Basit yargılama usulü, genel hükümlere göre yürütülen soruşturma neticesinde düzenlenen iddianamenin asliye ceza mahkemesi tarafından kabul edilmesinden sonra, CMK'nın 175. maddesinin ikinci fıkrası uyarınca duruşma günü belirlenmesinden önce ve sanığın üzerine atılı suçun kanunda öngörülen yaptırımının adli para cezasını ve/veya üst sınırı iki yıl veya daha az süreli hapis cezasını gerektirmesi durumunda mahkemenin takdirine bağlı olarak uygulanan, uygulanması hâlinde mahkemece iddianamenin sanık, mağdur ve şikâyetçiye tebliğ edilerek, beyan ve savunmalarını on beş gün içinde yazılı olarak bildirmelerinin istendiği, aynı zamanda mahkemenin bu süre içerisinde toplanması gereken belgeleri, ilgili kurum ve kuruluşlardan talep ettiği, neticesinde mahkemece duruşma yapılmaksızın ve Cumhuriyet savcısının görüşü alınmaksızın, TCK’nın 61. maddesi dikkate alınmak suretiyle, CMK’nın 223. maddede belirtilen kararlardan birine hükmedilen ve sanık hakkında mahkûmiyet kararı verilmesi hâlinde sonuç cezadan dörtte bir oranında indirim yapılan alternatif bir çözüm yöntemidir.
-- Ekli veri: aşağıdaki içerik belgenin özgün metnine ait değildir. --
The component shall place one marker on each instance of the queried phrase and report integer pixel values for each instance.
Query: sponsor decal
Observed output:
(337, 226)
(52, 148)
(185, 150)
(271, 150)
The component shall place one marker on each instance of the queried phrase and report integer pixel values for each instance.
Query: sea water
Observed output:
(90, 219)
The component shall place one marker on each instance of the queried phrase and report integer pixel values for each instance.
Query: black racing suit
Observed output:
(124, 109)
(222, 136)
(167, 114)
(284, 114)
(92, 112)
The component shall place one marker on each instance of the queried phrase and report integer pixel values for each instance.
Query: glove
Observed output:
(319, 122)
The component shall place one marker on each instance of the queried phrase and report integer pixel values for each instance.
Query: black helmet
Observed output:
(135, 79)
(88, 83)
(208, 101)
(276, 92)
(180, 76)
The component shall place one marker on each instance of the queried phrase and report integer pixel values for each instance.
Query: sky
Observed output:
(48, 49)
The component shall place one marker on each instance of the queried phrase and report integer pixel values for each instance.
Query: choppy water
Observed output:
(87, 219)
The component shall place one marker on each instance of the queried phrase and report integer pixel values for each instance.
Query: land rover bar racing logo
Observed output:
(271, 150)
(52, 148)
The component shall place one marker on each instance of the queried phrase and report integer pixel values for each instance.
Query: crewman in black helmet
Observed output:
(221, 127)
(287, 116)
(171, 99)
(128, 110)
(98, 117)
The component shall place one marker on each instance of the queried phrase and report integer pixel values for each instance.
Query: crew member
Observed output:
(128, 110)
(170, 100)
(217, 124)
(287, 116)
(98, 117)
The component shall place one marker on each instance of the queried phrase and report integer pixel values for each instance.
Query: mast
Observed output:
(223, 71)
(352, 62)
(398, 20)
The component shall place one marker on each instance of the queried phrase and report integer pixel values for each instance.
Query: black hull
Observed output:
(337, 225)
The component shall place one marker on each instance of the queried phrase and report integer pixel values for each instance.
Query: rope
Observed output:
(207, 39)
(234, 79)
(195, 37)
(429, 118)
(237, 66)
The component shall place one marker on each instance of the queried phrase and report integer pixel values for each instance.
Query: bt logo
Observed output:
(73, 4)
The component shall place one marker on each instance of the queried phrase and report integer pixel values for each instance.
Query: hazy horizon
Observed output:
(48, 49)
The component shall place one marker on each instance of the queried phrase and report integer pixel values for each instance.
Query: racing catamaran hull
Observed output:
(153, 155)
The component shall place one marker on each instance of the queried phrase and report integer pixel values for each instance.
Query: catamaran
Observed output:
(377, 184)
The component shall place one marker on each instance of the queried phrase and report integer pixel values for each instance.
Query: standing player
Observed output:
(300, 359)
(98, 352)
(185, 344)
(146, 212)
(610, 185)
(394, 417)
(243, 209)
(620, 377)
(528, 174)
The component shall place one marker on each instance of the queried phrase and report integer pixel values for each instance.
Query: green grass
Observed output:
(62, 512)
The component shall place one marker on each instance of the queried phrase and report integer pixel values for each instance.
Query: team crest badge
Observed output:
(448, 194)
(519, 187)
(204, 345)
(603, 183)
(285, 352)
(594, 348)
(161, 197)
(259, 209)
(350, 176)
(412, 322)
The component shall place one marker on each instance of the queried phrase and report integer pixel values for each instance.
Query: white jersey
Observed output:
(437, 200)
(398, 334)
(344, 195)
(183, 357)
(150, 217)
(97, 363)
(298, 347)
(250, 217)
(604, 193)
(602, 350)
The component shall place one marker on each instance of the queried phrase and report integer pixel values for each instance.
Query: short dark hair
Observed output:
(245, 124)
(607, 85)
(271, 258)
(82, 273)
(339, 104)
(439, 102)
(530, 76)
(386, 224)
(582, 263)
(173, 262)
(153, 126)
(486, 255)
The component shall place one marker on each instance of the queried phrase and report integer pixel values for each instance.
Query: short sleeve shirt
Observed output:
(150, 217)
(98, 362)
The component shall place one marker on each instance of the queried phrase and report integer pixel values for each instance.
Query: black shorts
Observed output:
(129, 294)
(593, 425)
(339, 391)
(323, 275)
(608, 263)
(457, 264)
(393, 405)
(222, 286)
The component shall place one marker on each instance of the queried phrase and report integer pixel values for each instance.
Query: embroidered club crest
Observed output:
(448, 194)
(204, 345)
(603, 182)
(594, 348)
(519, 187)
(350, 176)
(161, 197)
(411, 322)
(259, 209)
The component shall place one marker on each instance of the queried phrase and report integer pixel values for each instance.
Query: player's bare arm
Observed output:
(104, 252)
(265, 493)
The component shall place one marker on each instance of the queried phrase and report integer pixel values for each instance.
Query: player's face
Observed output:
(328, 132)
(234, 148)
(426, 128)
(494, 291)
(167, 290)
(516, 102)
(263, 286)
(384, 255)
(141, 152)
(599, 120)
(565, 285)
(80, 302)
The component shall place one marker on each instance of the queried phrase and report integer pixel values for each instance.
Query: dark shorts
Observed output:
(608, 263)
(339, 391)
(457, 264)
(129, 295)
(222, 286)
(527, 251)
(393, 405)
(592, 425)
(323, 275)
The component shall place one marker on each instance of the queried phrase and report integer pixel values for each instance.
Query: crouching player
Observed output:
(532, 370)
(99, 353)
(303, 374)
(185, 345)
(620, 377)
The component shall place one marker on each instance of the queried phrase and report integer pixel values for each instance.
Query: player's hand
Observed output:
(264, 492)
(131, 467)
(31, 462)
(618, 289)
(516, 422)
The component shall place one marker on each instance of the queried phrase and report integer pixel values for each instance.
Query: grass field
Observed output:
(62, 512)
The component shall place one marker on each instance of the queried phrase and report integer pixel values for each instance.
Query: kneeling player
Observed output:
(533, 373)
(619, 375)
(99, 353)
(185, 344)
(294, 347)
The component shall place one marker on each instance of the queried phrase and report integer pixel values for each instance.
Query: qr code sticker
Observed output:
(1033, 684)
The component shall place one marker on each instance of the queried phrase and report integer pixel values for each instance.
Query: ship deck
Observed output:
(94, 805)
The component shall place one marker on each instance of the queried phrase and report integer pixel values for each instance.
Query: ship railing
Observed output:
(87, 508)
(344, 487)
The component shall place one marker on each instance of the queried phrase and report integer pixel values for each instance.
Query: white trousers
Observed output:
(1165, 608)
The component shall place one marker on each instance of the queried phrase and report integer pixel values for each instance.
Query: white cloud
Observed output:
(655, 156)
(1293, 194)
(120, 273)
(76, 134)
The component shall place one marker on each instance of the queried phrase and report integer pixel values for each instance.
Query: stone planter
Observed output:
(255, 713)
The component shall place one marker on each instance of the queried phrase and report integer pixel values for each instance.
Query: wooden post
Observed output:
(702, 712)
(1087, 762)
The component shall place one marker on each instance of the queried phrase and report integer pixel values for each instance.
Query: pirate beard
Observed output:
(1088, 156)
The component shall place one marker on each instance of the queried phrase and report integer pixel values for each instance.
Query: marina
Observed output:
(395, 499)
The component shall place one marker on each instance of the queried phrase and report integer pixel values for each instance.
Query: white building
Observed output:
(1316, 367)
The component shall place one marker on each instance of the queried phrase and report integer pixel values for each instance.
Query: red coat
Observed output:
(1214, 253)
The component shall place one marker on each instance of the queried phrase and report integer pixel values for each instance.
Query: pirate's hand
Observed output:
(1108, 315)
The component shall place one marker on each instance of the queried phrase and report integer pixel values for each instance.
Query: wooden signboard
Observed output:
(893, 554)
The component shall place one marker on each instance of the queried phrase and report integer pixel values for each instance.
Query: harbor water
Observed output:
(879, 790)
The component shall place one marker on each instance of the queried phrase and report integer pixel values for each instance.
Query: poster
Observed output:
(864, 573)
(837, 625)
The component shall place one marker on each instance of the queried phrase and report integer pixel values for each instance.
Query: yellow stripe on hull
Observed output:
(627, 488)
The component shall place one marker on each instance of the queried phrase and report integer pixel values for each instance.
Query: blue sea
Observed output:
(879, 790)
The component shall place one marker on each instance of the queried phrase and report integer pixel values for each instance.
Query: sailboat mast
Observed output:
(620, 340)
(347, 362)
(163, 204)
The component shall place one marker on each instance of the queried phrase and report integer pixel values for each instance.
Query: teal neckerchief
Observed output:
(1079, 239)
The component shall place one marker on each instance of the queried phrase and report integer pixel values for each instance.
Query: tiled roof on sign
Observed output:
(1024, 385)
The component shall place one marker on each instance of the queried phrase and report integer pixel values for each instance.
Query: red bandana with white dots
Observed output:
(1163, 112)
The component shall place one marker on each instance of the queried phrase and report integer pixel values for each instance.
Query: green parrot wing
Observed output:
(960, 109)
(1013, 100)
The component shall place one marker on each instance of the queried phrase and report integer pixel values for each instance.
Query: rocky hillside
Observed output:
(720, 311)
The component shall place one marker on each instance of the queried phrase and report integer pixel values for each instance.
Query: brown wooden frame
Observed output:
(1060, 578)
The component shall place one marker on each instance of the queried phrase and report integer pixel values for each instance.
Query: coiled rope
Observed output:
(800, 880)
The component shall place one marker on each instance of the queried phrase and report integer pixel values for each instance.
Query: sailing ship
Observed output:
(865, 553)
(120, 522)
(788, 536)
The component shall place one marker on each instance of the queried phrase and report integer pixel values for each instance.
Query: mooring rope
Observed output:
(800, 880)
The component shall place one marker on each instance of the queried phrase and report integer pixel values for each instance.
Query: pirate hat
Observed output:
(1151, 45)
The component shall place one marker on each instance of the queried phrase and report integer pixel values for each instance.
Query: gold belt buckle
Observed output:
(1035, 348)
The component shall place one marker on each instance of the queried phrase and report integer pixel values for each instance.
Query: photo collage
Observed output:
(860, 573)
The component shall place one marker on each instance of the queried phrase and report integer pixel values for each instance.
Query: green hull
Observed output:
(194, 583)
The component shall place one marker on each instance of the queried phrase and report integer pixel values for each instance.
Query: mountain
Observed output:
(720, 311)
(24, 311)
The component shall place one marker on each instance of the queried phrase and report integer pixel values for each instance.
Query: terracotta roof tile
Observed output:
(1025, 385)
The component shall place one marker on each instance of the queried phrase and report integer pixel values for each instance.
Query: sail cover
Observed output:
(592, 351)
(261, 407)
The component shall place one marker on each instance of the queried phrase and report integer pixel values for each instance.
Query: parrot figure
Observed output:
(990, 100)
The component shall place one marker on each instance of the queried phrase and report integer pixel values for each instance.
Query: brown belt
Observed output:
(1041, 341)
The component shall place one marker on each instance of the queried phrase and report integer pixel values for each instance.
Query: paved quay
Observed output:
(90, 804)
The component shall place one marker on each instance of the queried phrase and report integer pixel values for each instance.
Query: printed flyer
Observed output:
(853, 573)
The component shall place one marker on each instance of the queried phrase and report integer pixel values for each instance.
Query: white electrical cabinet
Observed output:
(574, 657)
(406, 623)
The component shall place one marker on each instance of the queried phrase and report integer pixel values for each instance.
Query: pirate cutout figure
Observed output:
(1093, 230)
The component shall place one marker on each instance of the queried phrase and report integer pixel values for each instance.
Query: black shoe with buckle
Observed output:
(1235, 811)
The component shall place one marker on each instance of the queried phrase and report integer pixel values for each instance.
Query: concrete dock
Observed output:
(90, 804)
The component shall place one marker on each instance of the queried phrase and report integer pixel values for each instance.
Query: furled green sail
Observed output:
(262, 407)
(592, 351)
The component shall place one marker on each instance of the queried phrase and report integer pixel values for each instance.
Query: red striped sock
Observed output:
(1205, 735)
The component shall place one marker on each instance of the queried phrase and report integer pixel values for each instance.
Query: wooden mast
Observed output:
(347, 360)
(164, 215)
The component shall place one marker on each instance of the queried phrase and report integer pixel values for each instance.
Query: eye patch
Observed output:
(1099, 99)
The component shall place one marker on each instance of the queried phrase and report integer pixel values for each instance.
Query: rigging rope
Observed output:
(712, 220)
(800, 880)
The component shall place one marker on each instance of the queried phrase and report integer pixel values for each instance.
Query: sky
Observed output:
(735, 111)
Basit yargılama usulünün uygulanabilirliğine ilişkin temel ölçütlere CMK’nın 251. maddesinde yer verilmiştir. Bunlardan bazıları suçun vasfına ilişkin objektif ölçütler iken, bazıları sanığın şahsına ait kusurluluğu etkileyen hâller, diğer bir kısmı ise yargılama makamının değerlendirmesi ve takdirine bağlı ölçütlerdir. Maddenin bir, yedi ve sekizinci fıkralarında basit yargılama usulünün uygulanacağı suçlara dair objektif sınırlar çizilmiştir. Buna göre basit yargılama usulünün uygulanabilirliği için;
a- İddianamenin kabulü ile birlikte kovuşturma evresine geçilmesi ve CMK'nın 175. maddesinin ikinci fıkrası uyarınca duruşma gününün belirlenmemiş olması (f.1),
b- İddianameye konu suçun;
1- Yargılamasının asliye ceza mahkemesince yapılıyor olması (f.1),
2- Adli para cezası ve/veya üst sınırı iki yıl ya da daha az süreli hapis cezası ile cezalandırılması (f.1),
3- Soruşturulması veya kovuşturulmasının izne ya da talebe bağlı olmaması (f.7),
4- Basit yargılama usulü kapsamına girmeyen başka bir suçla birlikte işlenmiş olmaması (f.8)
Şeklindeki objektif şartlar gerekmektedir.
Ayrıca mezkûr maddenin yedinci fıkrasında ise yaş küçüklüğü, akıl hastalığı ile sağır ve dilsizlik hâllerinde basit yargılama usulünün uygulanması kabul edilmemiştir. Kusurluluğu etkileyen bu hâllerde, faillerin özel durumları sebebiyle delillerin duruşmada tartışılmasının ve taraf beyanlarının bizzat hâkim tarafından alınmasının gerekli görüldüğü gerekçesiyle basit yargılama usulünün uygulanamayacağı düzenlenmiştir.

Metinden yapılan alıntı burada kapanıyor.